# Optical Forums > Optical and Ophthalmic Equipment >  Help Replacing Bench Polishing Wheel and Rouge

## icare

I've be using one polishing wheel and a pack of rouge sticks for 20 years. That's how rarely we edge polish. Recently my son decided to polish some metal car parts on it! ...and stained the pad beyond lens use.  My original 4" wheel (after misuse) and rouge are pictured.  I'm trying to find suitable replacements.

I polish CR-39, poly, 1.60 and 1.67.  No glass and no Trivex as of now.

I see so many types of wheels available that I'm stumped, including:
Dixel Cotton Flannel Buff
Solid Felt Buff
Soft Felt Buff
Woven Yarn Buff
Muslin Berry Buff
Dixel Unbleached Muslin
Super Buff
Dixel Extra Fine
Dixel Yellow Treated

I see rouge in:
White, red, yellow, blue, Zam, Wonderbar and green.

Can someone please advise me which wheel is best suited as a replacement - and which rouge I should get for the future?  I attached some available types from Hilco and Optisource.
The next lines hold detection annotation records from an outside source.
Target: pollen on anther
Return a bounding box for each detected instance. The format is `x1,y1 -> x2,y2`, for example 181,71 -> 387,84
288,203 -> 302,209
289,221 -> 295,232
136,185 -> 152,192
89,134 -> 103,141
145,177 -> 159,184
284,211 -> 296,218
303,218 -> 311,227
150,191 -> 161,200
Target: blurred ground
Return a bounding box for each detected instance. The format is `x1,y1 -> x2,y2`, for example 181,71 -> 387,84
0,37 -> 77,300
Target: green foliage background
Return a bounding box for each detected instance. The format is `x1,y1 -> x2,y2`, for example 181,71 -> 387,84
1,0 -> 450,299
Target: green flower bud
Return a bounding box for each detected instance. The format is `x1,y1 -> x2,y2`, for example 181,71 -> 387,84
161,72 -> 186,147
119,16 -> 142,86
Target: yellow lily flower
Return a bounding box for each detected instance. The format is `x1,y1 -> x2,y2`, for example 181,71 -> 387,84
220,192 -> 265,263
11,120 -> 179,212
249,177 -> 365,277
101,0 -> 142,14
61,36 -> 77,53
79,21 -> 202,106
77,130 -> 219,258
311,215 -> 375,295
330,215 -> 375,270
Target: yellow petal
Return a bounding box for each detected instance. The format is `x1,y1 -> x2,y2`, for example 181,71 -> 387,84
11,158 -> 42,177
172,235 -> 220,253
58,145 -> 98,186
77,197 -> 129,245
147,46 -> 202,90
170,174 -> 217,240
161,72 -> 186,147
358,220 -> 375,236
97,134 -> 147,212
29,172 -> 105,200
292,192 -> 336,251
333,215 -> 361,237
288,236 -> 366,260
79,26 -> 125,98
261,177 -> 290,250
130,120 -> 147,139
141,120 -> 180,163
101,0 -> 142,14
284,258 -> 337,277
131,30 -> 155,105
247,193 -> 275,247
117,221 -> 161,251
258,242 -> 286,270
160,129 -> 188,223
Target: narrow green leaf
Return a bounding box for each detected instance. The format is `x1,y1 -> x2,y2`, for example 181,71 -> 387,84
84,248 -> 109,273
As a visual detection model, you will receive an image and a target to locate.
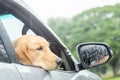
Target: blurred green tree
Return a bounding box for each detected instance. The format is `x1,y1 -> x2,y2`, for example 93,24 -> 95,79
48,4 -> 120,76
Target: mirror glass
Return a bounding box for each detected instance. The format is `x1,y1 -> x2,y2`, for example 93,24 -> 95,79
78,43 -> 111,68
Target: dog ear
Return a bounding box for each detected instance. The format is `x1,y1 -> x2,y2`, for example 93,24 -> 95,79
21,44 -> 32,64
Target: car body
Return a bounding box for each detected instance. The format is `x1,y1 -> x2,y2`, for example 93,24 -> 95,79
0,0 -> 112,80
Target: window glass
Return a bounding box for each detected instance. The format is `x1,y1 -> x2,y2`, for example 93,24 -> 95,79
0,37 -> 9,62
0,14 -> 24,41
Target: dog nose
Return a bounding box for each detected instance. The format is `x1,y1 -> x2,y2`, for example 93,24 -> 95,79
55,58 -> 63,65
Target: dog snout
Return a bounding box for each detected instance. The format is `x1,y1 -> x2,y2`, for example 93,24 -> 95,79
55,58 -> 63,65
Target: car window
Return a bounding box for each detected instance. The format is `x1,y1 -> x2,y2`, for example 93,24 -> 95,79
0,14 -> 35,42
0,14 -> 35,62
0,37 -> 9,62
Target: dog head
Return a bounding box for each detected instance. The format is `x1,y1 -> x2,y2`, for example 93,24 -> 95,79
14,35 -> 62,70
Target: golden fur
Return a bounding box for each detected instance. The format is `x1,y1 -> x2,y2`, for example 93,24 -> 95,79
14,35 -> 60,70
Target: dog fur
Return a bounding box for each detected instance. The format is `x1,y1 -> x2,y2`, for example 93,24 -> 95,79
14,35 -> 61,70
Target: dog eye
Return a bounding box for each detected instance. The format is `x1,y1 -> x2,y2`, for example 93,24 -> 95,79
37,47 -> 43,50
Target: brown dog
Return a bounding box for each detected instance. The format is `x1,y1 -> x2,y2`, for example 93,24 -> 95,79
14,35 -> 62,70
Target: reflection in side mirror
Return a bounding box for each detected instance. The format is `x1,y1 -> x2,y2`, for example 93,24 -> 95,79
78,43 -> 112,68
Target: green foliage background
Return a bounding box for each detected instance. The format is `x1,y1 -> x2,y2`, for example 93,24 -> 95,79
48,4 -> 120,76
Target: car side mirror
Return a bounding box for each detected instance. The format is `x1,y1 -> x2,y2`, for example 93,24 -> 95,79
77,42 -> 112,69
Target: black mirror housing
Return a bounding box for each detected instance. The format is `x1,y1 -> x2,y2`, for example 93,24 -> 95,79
77,42 -> 112,69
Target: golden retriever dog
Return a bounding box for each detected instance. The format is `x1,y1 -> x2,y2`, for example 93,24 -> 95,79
14,35 -> 62,70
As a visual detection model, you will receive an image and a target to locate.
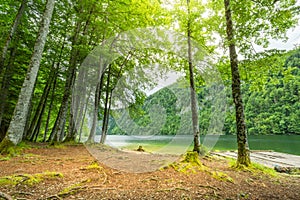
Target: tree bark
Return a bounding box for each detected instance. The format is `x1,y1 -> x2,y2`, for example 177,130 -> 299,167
2,0 -> 55,145
48,18 -> 81,142
0,0 -> 27,75
43,70 -> 57,142
224,0 -> 251,166
87,72 -> 104,143
100,65 -> 111,144
0,44 -> 17,138
187,0 -> 200,154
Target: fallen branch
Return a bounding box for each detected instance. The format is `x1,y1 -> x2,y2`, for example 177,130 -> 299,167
0,192 -> 13,200
198,185 -> 220,190
14,192 -> 33,196
45,195 -> 62,200
156,187 -> 190,192
102,171 -> 107,185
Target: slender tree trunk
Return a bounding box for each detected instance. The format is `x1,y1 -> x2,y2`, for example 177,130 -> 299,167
26,69 -> 54,141
43,74 -> 57,142
100,65 -> 111,144
49,19 -> 81,141
0,47 -> 17,136
224,0 -> 251,166
0,0 -> 27,75
187,0 -> 200,153
0,0 -> 55,150
87,72 -> 104,143
78,91 -> 91,142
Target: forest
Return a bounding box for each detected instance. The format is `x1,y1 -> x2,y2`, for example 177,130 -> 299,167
0,0 -> 300,164
0,0 -> 300,200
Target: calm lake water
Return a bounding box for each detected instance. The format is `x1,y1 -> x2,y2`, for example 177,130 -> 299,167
96,135 -> 300,155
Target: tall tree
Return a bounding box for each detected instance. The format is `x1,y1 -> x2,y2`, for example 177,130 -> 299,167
0,0 -> 55,151
224,0 -> 251,166
187,0 -> 200,153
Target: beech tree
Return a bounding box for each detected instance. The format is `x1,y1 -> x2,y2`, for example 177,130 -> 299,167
0,0 -> 55,151
224,0 -> 251,166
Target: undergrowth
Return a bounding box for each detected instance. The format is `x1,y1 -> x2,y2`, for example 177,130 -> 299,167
0,172 -> 63,186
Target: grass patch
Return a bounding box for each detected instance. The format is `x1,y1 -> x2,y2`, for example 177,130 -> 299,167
169,151 -> 206,174
0,172 -> 63,186
227,158 -> 278,177
209,171 -> 234,183
80,161 -> 102,170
Thanks for your advice. Really appreciate your expertise!

----------


## lensmanmd

If you are using a wet edger with polish functionality, the cotton muslin is what you might want to use.  From your picture, that is what it looks like your son damaged.  Cotton flannel will work as well, since all you need is to add some luster.  White rouge will be my choice for that.  
If your edges are rough, then a solid felt will work with the Wonderbar to smooth the edges and get rid of the rough spots.  Be careful though, felt is very aggressive and will melt Poly, and will remove stock.  Afterwards, a quick spin on the cotton buff will shine the edges.  
Others may have their preferences that vary from mine.

----------